Cuidados antes, durante e após a vacinação:

  • Em caso de febre, deve-se adiar a vacinação até que ocorra a melhora.
  • Pessoas com história de alergia grave ao ovo de galinha, com sinais de anafilaxia, devem receber vacina em ambiente com condições de atendimento de reações anafiláticas e permanecer em observação por pelo menos 30 minutos.
  • No caso de história de síndrome de Guillain-Barré (SGB) até seis semanas após a dose anterior da vacina, recomenda-se avaliação médica criteriosa sobre o risco-benefício antes de administrar nova dose.
  • Excetuando os casos aqui citados, não são necessários cuidados especiais antes da vacinação.
  • Compressas frias aliviam a reação no local da aplicação. Em casos mais intensos pode-se usar medicação para dor, sob recomendação médica.
  • Qualquer sintoma grave e/ou inesperado após a vacinação deve ser notificado ao serviço que a realizou.
  • Sintomas de eventos adversos persistentes, que se prolongam por mais que 72 horas (dependendo do sintoma), devem ser investigados para verificação de outras causas.

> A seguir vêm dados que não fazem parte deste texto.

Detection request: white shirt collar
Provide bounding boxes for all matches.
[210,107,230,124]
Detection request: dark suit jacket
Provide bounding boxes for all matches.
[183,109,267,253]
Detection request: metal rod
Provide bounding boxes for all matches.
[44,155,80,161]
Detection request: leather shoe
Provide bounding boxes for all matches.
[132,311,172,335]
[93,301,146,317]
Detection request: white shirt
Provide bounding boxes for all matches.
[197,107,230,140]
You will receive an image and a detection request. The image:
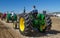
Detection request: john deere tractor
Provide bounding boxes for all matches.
[6,13,17,23]
[13,10,52,35]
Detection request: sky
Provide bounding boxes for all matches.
[0,0,60,13]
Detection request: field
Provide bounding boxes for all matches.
[0,17,60,38]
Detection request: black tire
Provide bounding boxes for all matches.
[13,22,17,29]
[19,14,31,35]
[43,15,52,32]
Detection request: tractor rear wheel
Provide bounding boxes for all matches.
[19,14,30,35]
[43,16,52,32]
[13,22,17,29]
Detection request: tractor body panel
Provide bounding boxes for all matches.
[32,14,45,31]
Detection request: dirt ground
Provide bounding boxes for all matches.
[0,17,60,38]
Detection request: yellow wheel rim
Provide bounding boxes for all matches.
[19,17,25,32]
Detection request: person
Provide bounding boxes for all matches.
[31,5,38,17]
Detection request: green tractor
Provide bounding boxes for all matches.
[6,13,17,23]
[15,10,52,35]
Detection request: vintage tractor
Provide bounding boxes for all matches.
[1,13,6,20]
[6,13,17,22]
[15,10,52,35]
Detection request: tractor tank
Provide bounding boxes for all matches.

Efeitos e eventos adversos:

  • Manifestações locais como dor, vermelhidão e endurecimento ocorrem em 15% a 20% dos vacinados. Essas reações costumam ser leves e desaparecem em até 48 horas.
  • Manifestações sistêmicas também são benignas e breves. Febre, mal-estar e dor muscular acometem 1% a 2% dos vacinados. Têm início de seis a 12 horas após a vacinação e persistem por um a dois dias, sendo mais comuns na primeira vez em que tomam a vacina. Reações anafiláticas são raríssimas.

Sabe-se que a Síndrome de Guillain-Barré (SGB) pode ocorrer por mais de um motivo, mas em raras ocasiões seu surgimento coincidiu com a aplicação de uma vacina – nesses casos, surgiu entre um dia e seis semanas após a vacinação. Com exceção de uma vacina específica para gripe suína de 1976, todos os demais estudos que buscaram relação de causa entre vacinas influenza e SGB obtiveram resultados contraditórios, alguns encontrando essa relação e outros não. Até hoje não se sabe se a vacina influenza pode de fato aumentar o risco de recorrência da SGB em indivíduos que já a tiveram. Também é importante saber que alguns vírus podem desencadear essa síndrome.

Onde podem ser encontradas:

  • Na rede pública, a vacina trivalente é parte do calendário de rotina de crianças de 6 meses a menores de 5 anos, gestantes e pessoas a partir de 60 anos. Pessoas dos grupos prioritários definidos pelo Ministério da Saúde podem receber nas campanhas anuais.
  • Nos serviços privados de vacinação, as vacinas trivalente e quadrivalente estão disponíveis para pessoas a partir de 6 meses, sem restrições de idade.

O que previne

Infecção pelas cepas do vírus Influenza, que causa a gripe, contidas nas vacinas.

Do que é feita

Trata-se de vacina inativada, portanto, não tem como causar a doença.

Assim como as demais vacinas influenza quadrivalentes, é composta por quatro cepas de vírus — definidas anualmente de acordo com orientação da Organização Mundial da Saúde — cultivadas em ovos de galinha embrionados, o que resulta em quantidades mínimas de ovoalbumina na formulação.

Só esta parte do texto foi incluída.